Center for Studies in Physics and Biology, The Rockefeller University, New York, New York, United States of America.
PLoS One. 2012;7(6):e37994. doi: 10.1371/journal.pone.0037994. Epub 2012 Jun 6.
Biology presents many examples of planar distribution and structural networks having dense sets of closed loops. An archetype of this form of network organization is the vasculature of dicotyledonous leaves, which showcases a hierarchically-nested architecture containing closed loops at many different levels. Although a number of approaches have been proposed to measure aspects of the structure of such networks, a robust metric to quantify their hierarchical organization is still lacking. We present an algorithmic framework, the hierarchical loop decomposition, that allows mapping loopy networks to binary trees, preserving in the connectivity of the trees the architecture of the original graph. We apply this framework to investigate computer generated graphs, such as artificial models and optimal distribution networks, as well as natural graphs extracted from digitized images of dicotyledonous leaves and vasculature of rat cerebral neocortex. We calculate various metrics based on the asymmetry, the cumulative size distribution and the Strahler bifurcation ratios of the corresponding trees and discuss the relationship of these quantities to the architectural organization of the original graphs. This algorithmic framework decouples the geometric information (exact location of edges and nodes) from the metric topology (connectivity and edge weight) and it ultimately allows us to perform a quantitative statistical comparison between predictions of theoretical models and naturally occurring loopy graphs.
生物学中有许多平面分布和结构网络的例子,这些网络具有密集的封闭环集。

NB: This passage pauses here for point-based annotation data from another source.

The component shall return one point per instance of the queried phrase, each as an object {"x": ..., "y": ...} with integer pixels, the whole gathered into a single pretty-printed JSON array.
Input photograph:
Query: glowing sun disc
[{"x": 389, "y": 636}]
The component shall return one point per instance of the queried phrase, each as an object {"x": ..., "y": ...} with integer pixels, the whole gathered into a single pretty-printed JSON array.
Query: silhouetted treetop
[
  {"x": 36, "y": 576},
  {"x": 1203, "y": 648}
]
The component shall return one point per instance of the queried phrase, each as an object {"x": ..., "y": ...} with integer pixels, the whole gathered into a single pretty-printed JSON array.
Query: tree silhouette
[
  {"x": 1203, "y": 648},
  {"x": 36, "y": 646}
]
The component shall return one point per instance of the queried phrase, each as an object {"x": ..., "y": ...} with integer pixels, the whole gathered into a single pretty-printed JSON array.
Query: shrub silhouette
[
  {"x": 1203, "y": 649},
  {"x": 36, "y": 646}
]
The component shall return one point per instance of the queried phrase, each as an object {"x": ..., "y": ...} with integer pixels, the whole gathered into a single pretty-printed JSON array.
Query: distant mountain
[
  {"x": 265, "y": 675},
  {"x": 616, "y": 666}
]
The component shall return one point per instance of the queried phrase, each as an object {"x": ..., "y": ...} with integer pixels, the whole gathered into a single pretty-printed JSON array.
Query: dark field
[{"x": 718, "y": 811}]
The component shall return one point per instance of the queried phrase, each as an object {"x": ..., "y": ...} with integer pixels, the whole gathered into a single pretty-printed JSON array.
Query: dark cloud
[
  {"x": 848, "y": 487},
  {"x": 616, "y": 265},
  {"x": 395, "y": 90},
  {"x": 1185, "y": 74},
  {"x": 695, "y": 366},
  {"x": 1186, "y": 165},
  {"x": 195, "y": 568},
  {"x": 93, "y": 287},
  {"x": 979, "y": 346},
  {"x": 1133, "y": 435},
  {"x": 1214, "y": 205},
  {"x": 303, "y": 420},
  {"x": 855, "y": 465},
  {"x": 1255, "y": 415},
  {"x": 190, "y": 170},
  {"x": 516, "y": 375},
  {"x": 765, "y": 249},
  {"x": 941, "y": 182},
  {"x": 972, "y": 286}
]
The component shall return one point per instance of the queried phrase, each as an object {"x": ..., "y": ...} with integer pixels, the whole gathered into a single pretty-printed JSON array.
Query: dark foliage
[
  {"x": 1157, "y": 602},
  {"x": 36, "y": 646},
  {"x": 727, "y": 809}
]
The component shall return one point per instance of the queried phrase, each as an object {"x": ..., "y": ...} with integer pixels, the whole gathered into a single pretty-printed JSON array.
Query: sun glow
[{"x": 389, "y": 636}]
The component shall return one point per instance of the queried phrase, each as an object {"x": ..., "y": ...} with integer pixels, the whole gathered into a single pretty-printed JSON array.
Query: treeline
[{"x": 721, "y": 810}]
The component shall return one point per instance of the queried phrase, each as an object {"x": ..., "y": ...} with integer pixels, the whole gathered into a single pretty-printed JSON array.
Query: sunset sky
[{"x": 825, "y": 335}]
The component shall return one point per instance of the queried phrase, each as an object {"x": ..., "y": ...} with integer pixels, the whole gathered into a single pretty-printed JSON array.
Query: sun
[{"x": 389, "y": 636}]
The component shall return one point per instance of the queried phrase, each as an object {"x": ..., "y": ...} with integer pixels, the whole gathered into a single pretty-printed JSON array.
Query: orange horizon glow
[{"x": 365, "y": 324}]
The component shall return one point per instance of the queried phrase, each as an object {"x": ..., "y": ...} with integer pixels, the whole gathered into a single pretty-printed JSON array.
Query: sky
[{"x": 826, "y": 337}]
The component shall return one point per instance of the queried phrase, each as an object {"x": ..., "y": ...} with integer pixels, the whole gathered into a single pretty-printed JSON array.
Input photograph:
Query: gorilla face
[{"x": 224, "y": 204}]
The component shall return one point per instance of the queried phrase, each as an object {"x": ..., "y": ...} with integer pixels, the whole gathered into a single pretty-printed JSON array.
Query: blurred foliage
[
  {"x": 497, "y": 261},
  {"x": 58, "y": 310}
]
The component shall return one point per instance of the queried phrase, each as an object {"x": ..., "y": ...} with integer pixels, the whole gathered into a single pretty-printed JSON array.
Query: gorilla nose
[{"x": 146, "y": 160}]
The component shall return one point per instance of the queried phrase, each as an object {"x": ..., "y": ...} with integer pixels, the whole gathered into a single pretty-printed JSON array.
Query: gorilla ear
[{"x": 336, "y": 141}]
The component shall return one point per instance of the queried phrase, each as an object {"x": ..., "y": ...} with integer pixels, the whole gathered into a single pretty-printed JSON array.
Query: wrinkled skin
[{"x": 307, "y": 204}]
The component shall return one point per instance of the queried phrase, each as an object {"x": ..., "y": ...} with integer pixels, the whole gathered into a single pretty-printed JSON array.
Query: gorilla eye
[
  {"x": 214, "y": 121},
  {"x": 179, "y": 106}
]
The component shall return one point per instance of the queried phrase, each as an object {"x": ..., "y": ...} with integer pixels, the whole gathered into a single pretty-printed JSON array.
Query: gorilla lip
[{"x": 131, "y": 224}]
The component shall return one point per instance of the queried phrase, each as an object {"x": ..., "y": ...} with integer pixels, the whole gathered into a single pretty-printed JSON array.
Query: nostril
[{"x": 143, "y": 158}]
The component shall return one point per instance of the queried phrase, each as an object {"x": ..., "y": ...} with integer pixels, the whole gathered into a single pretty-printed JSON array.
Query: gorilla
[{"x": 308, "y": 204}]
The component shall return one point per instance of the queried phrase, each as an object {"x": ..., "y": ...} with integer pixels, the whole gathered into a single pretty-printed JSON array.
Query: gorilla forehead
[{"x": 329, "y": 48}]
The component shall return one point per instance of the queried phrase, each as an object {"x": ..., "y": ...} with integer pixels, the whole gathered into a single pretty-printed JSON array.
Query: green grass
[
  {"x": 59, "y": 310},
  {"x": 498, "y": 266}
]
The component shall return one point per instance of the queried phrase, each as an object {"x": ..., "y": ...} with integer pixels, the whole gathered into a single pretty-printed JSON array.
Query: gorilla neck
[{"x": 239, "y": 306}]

这种网络组织形式的一个原型是双子叶植物叶片的脉管系统,它展示了一种层次嵌套的结构,其中包含许多不同层次的封闭环。尽管已经提出了许多方法来测量这些网络结构的各个方面,但仍然缺乏一种用于量化其层次组织的稳健指标。我们提出了一种算法框架,即层次循环分解,该框架允许将有环网络映射到二叉树,在树的连通性中保留原始图的结构。我们将该框架应用于研究计算机生成的图形,例如人工模型和最优分配网络,以及从数字化的双子叶植物叶片和大鼠大脑新皮质脉管系统图像中提取的自然图形。我们根据相应树的不对称性、累积大小分布和施特勒分支比计算各种度量,并讨论这些数量与原始图的结构组织之间的关系。该算法框架将几何信息(边和节点的精确位置)与度量拓扑(连通性和边权重)解耦,最终使我们能够在理论模型的预测和自然出现的有环图之间进行定量统计比较。